Smaller oil and gas companies operating in U.S. offshore waters need to pay close attention to the message that is coming out of Washington these days. That message is that the government expects them to maintain high safety standards and focus on preventing incidents, regardless of their size or any unique types of hazards they may face on their facilities. Now it looks like companies may face targeted inspections.
Here’s why. The government’s challenge in enforcing offshore safety and environmental laws is finding a way to even a very uneven playing field. Offshore oil and gas operations are a world of contrasts. Shelf and deepwater. Drilling, production and decommissioning. Old and new facilities. Large operators and small operators. Each different type of operation has its own hazards and risks.
Yet BSEE must push for the safest and most environmentally sound approach for the entire industry. The deepwater Macondo incident and the regulations that follow highlight the problem. Macondo was a large-scale disaster, both in loss of life and environmental harm. The goal of the post-Macondo initiatives was to prevent that kind of accident from happening again. There may be little chance that a smaller facility could have an incident on a Macondo scale, may they do have more, smaller-scale incidents.
How can the agency address both large-scale and smaller-scale incidents? Officials with the agency appear to be wrestling with just that problem. Last month, BSEE Director Brian Salerno wrote in an online blog that there is a discrepancy in offshore safety. The Center for Offshore Safety has released its second annual safety report and it shows that COS members did not experience any fatalities or and one loss of well control in 2013 and 2014. However, Salerno points out that the overall safety statistics for the U.S. Outer Continental Shelf showed three fatalities and eight well control incidents in 2013 alone. The Director also points out that in 2013, COS members reported 23 lifting incidents versus 197 for all operators. He concludes that “The disparity in numbers demonstrates that the COS membership is comprised of companies that have made a real commitment to safety. It makes sense that their performance in preventing such incidents would exceed industry norms.”
He is not saying that other operators do not share the same commitment to safety, but it is implied. COS’s members are generally deepwater operators who have larger and newer projects. Many of them have sold off the shelf projects which carry the headaches of older, smaller and lower profit-margin shelf projects. Who bought them? Generally the operators who are not members of COS. Those operators need to pay close attention to the words of Director Salerno. BSEE is holding them to the same standard as the largest, most financially sound operators.
But COS members also need to be careful about not resting on their safety record. As we have seen deepwater incidents carry the potential for enormous consequences.

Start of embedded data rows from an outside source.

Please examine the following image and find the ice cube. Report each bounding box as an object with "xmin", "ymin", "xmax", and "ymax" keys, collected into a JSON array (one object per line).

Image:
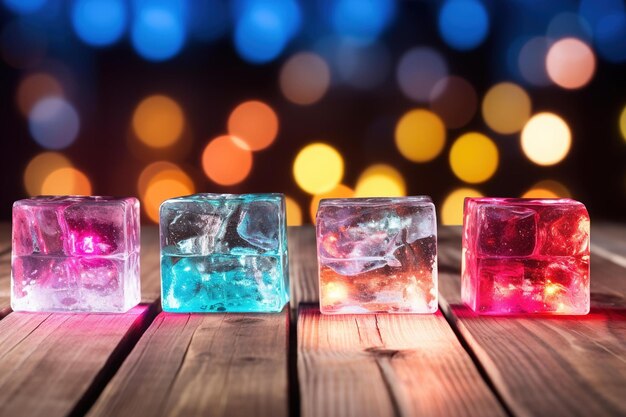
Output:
[
  {"xmin": 61, "ymin": 201, "xmax": 131, "ymax": 256},
  {"xmin": 237, "ymin": 201, "xmax": 282, "ymax": 251},
  {"xmin": 461, "ymin": 198, "xmax": 590, "ymax": 314},
  {"xmin": 478, "ymin": 205, "xmax": 537, "ymax": 257},
  {"xmin": 160, "ymin": 202, "xmax": 234, "ymax": 255},
  {"xmin": 11, "ymin": 196, "xmax": 140, "ymax": 312},
  {"xmin": 317, "ymin": 197, "xmax": 437, "ymax": 314},
  {"xmin": 539, "ymin": 207, "xmax": 589, "ymax": 256},
  {"xmin": 160, "ymin": 194, "xmax": 289, "ymax": 312}
]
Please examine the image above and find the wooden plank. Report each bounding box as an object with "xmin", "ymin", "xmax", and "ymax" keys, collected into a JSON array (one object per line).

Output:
[
  {"xmin": 298, "ymin": 306, "xmax": 506, "ymax": 417},
  {"xmin": 0, "ymin": 305, "xmax": 156, "ymax": 417},
  {"xmin": 0, "ymin": 224, "xmax": 159, "ymax": 417},
  {"xmin": 439, "ymin": 228, "xmax": 626, "ymax": 416},
  {"xmin": 290, "ymin": 228, "xmax": 505, "ymax": 417},
  {"xmin": 89, "ymin": 307, "xmax": 289, "ymax": 417}
]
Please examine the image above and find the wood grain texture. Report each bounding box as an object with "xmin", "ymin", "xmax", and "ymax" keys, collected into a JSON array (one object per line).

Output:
[
  {"xmin": 0, "ymin": 228, "xmax": 159, "ymax": 417},
  {"xmin": 298, "ymin": 306, "xmax": 505, "ymax": 417},
  {"xmin": 0, "ymin": 305, "xmax": 156, "ymax": 417},
  {"xmin": 439, "ymin": 228, "xmax": 626, "ymax": 416},
  {"xmin": 89, "ymin": 307, "xmax": 289, "ymax": 417},
  {"xmin": 290, "ymin": 224, "xmax": 505, "ymax": 417}
]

Where does BSEE go next? The agency is sending signals that it wants to shift to a risk-based inspection program. One of the bullet points raised by BSEE officials at the September COS forum was the potential to use “SEMS Maturity as a factor in the Risk Based Inspection program.” That means BSEE could factor plan sophistication into its decisions on who to inspect and how often. It could look at previous incidents, equipment maintenance or other factors and target companies that don’t have what Director Salerno calls “a real commitment to safety.”
This is not the time for either large or small operators to be complacent about their approach to safety.